A couple of weekends ago, 14 friends and I gathered to try our hand at Murder at the Met scavenger hunt, hosted by Watson Adventures.
For those who are not familiar with Watson Adventures, they stage scavenger hunts in cities across the U.S. Some of the NYC hunts include The Gangsters’ New York, The Ghosts of Greenwich Village, and The Wax Attacks (held at Madame Tussauds). Most of the hunts are targeted for adults (meaning the questions can be tricky/complex…not adult-themed, you sicko) but they hold family-friendly hunts as well.
I just HAD to try the Murder at the Met because, well, the Met is probably my favorite place in the city. One of my most memorable experiences was a summer internship at the Met, and although I’m a bit rusty now, I used to know the entire 5-blocks-sized building like the back of my hand.
We arrived to find that our Watson Adventures rep had already divided us into teams of four (and one group of three). Here’s my fabulous team before we set off:
(All the pictures came out pretty badly because there is no flash photography allowed in the museum.)
Each team was given a yellow sheet of paper with a list of twenty-something questions. The yellow sheets were identical, but each team was instructed to start at different numbers. We were then given the background story:
A murdered curator has left behind a cryptic trail of clues connected with secrets in works of art. As your team gathers answers about the art, you begin to piece together a sordid tale about greed, lust, pride, revenge and treachery, all revolving around the museum’s planned multi-million dollar purchase of a Rembrandt. The murder victim knew too much—and now it’s your turn to learn what he knew and discover what drove one of four suspects to commit murder. To find out, you’ll have to crack a secret code left in the victim’s appointment calendar. Can you figure out who dunnit?
After additional instructions to meet at the Temple of Dendur in exactly two and a half hours, with warnings of “we’ll be watching you!” and “no cell phones allowed!”, we set off.
The rep had explained that The Murder at the Met was their most challenging hunt, and that was one of the reasons it had attracted me in the first place. I admit it – some of the questions were difficult, and running through the museum while dodging tourists and tour groups was tiring.
However, I knew my team would do well from the start. How could we not, with me on the team? 😉
We finished spectacularly with an hour to spare. Immediately my teammates demanded alcohol (okay, I wanted a drink too). I led them to the Petrie Court Cafe and Wine Bar, but it was closed for a private function. The travesty!
We then heaved and puffed our way up to the Balcony Bar, which has two entrances, very far from each other. After waiting on line for what seemed like an eternity at one entrance, the maitre’d informed us that there were no seats available on that side – would we like to try the other?

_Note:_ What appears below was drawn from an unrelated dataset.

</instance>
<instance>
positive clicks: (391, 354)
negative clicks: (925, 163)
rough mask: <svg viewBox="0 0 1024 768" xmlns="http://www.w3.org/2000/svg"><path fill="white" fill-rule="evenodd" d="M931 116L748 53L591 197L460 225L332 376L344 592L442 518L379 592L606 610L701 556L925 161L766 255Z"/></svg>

We practically ran to the other entrance, joking that trying to get a drink was the real scavenger hunt. After waiting on line behind some R-tards who couldn’t decide where they wanted to sit, the maitre’d finally approached us and we screamed, “Just sit us near the bar!”
Our hard-earned sangrias and mojitos:
Another team pic:
Feeling refreshed and our alcoholic urges somewhat fulfilled, we sauntered to the Temple of Dendur, where one by one, all the teams converged.
Needless to say, my team won, with a perfect score. 😀
One last shot of the entire group:
Everyone agreed that the scavenger hunt was fun and very entertaining…we all want to do more hunts! I highly recommend Watson Adventures, and I’ll certainly be doing more hunts in the future.